The pro-abortion administration attempted to assuage the public in late January by claiming groups only must “respect” abortion on demand if they want to receive the grants, according to The Canadian Press.
In January, Trudeau also denigrated concerns voiced by a pro-life student about free speech.
“If you’re pro-life then you are ridiculed and insulted, but if you’re pro-choice then you’re praised,” the student told Trudeau, according to the National Post. “And I just want to know if this [free speech] is important to you.”
Trudeau answered: “Women have fought for generations for the right to control their own bodies, to be able to choose for themselves what to do with their bodies.
“When those beliefs lead to actions aimed to restrict a women’s right on what to do with her body, that’s where we draw the line,” he continued, according to Global News.
However, these explanations have not satisfied many religious groups, which employ students to help run summer camps, refugee service organizations and charities to help low-income families and minorities.
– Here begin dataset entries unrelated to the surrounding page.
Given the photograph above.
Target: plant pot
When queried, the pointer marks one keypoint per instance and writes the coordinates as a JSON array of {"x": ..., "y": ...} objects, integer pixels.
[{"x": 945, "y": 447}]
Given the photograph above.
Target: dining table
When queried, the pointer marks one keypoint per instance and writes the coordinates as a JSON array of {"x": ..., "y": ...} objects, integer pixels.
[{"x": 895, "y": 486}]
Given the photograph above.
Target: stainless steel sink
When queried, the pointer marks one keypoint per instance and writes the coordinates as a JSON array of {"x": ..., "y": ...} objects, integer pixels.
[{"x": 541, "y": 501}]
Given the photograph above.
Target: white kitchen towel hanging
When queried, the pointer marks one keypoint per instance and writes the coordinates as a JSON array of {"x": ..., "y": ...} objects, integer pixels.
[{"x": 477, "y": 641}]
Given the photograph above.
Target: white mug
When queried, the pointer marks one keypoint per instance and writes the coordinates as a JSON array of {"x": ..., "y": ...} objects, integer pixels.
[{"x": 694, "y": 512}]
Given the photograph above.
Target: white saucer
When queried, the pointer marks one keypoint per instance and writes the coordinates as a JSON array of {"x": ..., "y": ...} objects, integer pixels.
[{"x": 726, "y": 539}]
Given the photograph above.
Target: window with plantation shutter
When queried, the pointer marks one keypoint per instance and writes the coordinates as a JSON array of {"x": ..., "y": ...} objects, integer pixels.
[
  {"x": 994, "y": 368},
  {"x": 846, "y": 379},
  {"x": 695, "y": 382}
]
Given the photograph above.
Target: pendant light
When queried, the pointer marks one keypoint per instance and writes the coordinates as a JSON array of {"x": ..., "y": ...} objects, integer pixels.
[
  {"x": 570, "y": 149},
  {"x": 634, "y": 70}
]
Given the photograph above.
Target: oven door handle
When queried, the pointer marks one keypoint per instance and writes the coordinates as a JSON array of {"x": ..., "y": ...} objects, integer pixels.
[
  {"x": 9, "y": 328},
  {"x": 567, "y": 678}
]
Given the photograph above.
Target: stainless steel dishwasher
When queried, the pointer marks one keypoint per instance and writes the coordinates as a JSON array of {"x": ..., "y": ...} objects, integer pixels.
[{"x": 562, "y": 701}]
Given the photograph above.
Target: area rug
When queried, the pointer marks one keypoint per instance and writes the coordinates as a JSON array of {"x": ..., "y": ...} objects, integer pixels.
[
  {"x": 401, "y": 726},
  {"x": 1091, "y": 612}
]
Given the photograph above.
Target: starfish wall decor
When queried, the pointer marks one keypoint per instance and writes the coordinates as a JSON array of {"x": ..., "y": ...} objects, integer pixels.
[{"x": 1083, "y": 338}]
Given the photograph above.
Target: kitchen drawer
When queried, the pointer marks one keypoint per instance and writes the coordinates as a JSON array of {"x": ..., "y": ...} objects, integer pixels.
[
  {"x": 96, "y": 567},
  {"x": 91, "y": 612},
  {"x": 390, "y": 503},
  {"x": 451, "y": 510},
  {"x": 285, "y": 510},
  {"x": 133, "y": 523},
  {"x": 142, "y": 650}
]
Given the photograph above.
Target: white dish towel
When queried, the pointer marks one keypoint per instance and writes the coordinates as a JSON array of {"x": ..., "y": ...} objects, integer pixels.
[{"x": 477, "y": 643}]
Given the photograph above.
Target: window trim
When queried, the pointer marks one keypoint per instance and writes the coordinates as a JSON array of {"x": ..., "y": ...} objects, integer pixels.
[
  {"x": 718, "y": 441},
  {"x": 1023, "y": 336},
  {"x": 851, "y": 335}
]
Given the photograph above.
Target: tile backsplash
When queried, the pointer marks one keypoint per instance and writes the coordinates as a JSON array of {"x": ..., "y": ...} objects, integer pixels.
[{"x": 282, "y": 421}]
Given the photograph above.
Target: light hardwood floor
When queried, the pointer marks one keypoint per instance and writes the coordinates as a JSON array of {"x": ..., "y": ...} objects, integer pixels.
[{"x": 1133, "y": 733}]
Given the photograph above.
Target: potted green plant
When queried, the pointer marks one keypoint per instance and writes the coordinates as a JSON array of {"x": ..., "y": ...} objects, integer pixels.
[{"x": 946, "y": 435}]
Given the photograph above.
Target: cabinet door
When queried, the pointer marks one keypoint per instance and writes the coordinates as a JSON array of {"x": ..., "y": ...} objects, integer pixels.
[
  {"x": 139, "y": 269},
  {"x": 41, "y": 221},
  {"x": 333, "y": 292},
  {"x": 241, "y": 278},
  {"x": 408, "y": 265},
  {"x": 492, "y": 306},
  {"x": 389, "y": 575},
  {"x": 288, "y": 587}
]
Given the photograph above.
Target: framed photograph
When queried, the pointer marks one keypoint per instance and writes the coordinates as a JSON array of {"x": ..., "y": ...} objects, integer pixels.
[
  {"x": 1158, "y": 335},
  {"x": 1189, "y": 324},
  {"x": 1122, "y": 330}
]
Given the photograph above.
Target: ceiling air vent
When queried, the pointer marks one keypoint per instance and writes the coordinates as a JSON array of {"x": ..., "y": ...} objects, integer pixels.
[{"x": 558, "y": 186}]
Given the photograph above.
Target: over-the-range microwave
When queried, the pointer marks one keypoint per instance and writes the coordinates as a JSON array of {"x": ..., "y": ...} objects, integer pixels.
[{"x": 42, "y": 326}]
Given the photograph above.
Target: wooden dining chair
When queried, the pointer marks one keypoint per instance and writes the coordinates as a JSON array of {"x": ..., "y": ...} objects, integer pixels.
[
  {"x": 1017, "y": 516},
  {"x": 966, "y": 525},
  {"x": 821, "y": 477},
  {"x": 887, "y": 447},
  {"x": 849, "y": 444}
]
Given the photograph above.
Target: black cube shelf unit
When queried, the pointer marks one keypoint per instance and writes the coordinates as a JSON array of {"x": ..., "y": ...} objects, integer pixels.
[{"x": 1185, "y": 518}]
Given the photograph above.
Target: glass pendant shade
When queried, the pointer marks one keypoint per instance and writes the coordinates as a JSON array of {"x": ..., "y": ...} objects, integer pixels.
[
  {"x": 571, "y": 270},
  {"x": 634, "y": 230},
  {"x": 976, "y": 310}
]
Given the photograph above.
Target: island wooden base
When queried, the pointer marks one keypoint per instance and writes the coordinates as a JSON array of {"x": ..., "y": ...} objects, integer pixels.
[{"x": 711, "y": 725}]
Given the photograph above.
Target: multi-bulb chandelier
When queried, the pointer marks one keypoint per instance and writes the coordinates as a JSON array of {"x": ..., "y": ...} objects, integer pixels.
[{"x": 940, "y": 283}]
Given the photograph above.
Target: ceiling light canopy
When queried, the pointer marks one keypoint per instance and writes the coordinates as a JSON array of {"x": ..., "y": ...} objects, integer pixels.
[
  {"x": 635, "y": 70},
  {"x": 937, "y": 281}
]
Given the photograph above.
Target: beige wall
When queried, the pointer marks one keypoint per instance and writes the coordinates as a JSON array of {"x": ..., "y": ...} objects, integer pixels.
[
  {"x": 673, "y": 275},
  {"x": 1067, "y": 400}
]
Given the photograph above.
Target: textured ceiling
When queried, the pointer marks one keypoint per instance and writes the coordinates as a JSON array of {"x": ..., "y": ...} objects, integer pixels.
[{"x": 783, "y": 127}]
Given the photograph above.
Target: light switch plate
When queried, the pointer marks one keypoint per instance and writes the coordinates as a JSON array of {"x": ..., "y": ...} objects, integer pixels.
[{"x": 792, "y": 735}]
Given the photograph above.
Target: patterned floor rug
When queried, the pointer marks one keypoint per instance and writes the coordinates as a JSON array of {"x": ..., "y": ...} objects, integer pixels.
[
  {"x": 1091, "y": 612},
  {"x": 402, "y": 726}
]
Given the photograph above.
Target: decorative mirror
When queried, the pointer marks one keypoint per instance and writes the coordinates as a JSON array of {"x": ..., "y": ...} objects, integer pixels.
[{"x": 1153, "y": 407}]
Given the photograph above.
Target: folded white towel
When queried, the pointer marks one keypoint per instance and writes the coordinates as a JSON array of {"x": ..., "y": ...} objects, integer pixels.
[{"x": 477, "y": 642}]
Reports indicate that hundreds of groups that used to employ students may not this summer as a result, and summer camps and other charities could be forced to close.
Canadian taxpayers pay about $200 million a year to support the youth-based program, which provides funding for businesses and non-profits to offer temporary summer jobs to youth ages 15 to 30. It is a way the government encourages young people to get hands-on training before entering the workforce full-time.